超短編『恋人たち』

朝の満員電車の中で、人目も憚らずに向かい合わせに身体を密着させているカップルがいた。
ただでさえ、見ず知らずの他人同士が否応なしに密着せざるを得ない状況にあって、お互いが望んで密着しあっている存在は正直鬱陶しい。余所でやってくれと言いたくもなる。
電車に乗り込む際、人の波に押されて、たまたまそのカップルのすぐ脇に背中を向けて密着する形になった。

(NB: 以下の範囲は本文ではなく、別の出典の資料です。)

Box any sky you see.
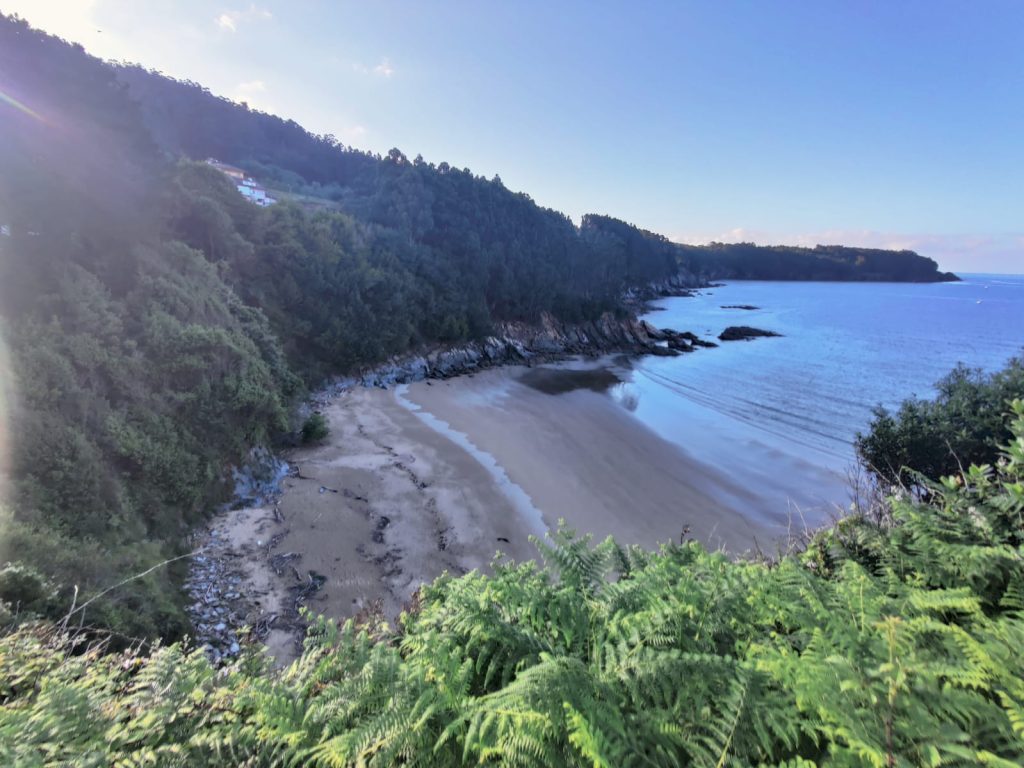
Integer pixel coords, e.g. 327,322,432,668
6,0,1024,272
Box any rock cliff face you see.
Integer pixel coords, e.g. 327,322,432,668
319,313,716,398
314,272,717,400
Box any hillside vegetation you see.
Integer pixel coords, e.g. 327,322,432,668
0,10,954,637
0,400,1024,768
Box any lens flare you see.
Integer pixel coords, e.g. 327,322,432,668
0,325,14,509
0,91,46,123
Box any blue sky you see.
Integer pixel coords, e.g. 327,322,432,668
0,0,1024,272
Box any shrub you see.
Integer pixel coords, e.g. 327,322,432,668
0,401,1024,768
302,413,331,445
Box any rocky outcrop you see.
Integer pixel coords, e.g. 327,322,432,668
312,312,717,408
623,270,712,310
718,326,782,341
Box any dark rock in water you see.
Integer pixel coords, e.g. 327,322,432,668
519,368,622,394
718,326,782,341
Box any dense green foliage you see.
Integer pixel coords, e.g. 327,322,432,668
0,10,958,637
0,401,1024,768
856,357,1024,486
302,414,330,443
680,243,959,283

すると、低く抑えた二人の会話が聞こえてくる。


ねえ、これどうやったら外れるの?
…外れるっていうかさ、癒着してる場合はなんて言うの?剥離?
知らないわよ、そんなの。
これ、今日どうやって会社に行けばいいの?二人でどっちかの会社に行く?
どこの世界に恋人くっつけたまま出社する人がいるのよ!しかも片手が使えなくてどうやって仕事するの!
もちろん手伝うよ。
そんなことより、本当にどうやったら外れるの?どうやってくっついちゃったの?


甘い言葉でも交わしているのかと思ったが、どうやら二人はくっついてしまったらしかった。
どこがどのようにくっついてしまったのだろう。混雑した車内では満足に体の向きを変えることもできない。
聞こえた話によれば、お互いの片手が癒着した状態で、女性の方はどうしてくっついてしまったのか分からない。男性の方は、寛大な性格なのかあまり深く考えない質なのか、困った様子が見受けられない。

そうこうしているうちに、降りる駅に到着してしまい、結局二人がどうなったの分からぬままである。